"passarinho no ninho, tudo envelheceu; cobra no buraco, palavra morreu"

4 de fev. de 2014

O pesadelo é rabiscado do seguinte modo:

desembarcarei na próxima estação do metrô P (ou a de onde M. me espera em sua casa, como há uns anos, ou a que se desenha em meu imaginário, da sorveteriadebairro, do sobradocongaragem, da vizinhança florida de música e amigos na calçada). Estou sentado. Todas as cadeiras do vagão são corpos a descansar de um longo dia de trabalho ou da longa viagem de corredores de concreto a rasgar a epiderme da Cidade. Apenas uma pessoa está de pé, uma mulher. Quando o trem começa a diminuir a velocidade, levanto-me. Quase sem esperar a concretização de meus movimentos vacilantes (o trem solavanca em sua estocada), ela se senta; deve estar muito cansada, penso, mas poderia ter um pouco mais de educação.

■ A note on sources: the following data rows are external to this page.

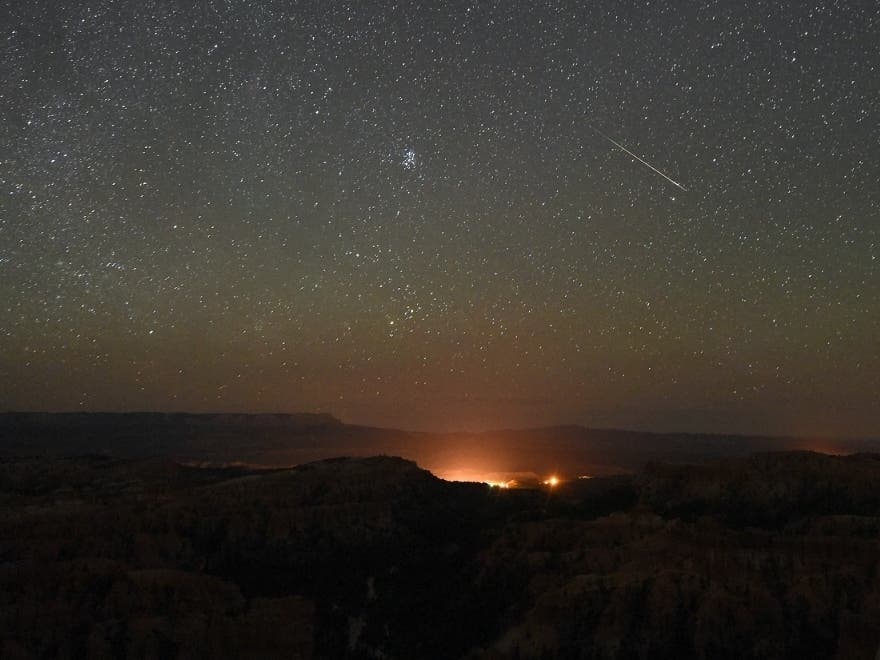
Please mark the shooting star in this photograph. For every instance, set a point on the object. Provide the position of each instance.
(641, 160)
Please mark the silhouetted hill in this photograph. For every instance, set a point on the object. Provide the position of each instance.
(285, 440)
(771, 556)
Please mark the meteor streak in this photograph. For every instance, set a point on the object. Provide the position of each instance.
(641, 160)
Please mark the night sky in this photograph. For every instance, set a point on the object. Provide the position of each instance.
(415, 214)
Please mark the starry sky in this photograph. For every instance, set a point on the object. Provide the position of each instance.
(414, 214)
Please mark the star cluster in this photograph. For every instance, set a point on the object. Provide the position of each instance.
(406, 212)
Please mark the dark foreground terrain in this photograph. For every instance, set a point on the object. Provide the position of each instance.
(772, 556)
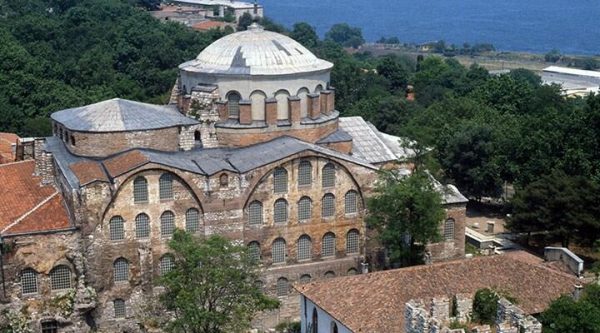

Aguardo, diante das portas, o trem parar. Algumas pessoas me olham através do vidro; eu as vejo como borrões de cores dissonantes até mudar o foco de meu olhar e me deparar com a silhueta que se reflete, translúcida. A imagem que construo de mim. O trem, enfim, para. O que sou, além deste vidro riscado por estiletes de bêbados?... Só então reparo que a porta ainda não se abriu, que a porta nunca se abrirá, e sou levado em imaginação para Macondo para o trem a percorrer infinitamente o perímetro da América -daquela “América” que nos tomou de assalto nosso nome- sem paradas sem baldeações com o ingresso comprado apenas para a ida e me lembro então das ciganas das prostitutas e da santa idiota levada viva para o céu numa tarde de ventania pelas quais me apaixonei por todas aquelas madrugadas debruçado na leitura; 100 Anos de Solidão a traçar no labirinto de suas linhas a imagem da América Latina, explorada e vilipendiada por séculos de martírio e resignação, a Macondo inalcançável de nossos sonhos, a Odisséia de nosso povo! - como cheguei a esboçar em um de meus alumbramentos - o livro emprestado por M. Impotente, me resigno, falso, e não grito. Em breve o metrô irá girar as roldanas que o movem para diante. Sempre para diante. Seguirá seu rumo, perfurando as fibras da crosta, a ossadura tectônica, ao encontro do coração fervilhante da Terra; a percorrer, sinuosamente, abismos insondáveis, construções absurdas meticulosamente lapidadas pelo tempo - invisíveis aos olhos, tamanha a escuridão - até a morte ou à eternidade.

2 comentários:

Anônimo disse...

fez sentido tu ter mandado, sim. Não sei porque levei tanto tempo pra responder... Afinal, queria tanto encontrar alguém pra trocar ideia sobre Garcia Marquez! Espero que tu veja isso.

vdelunetas

Q. disse...

Poxa, só vi teu comentário agora, meses depois. Quase como cartas enviadas há muito e que nem saberemos se realmente um dia chegarão. Desses descaminhos que tecemos em esperança.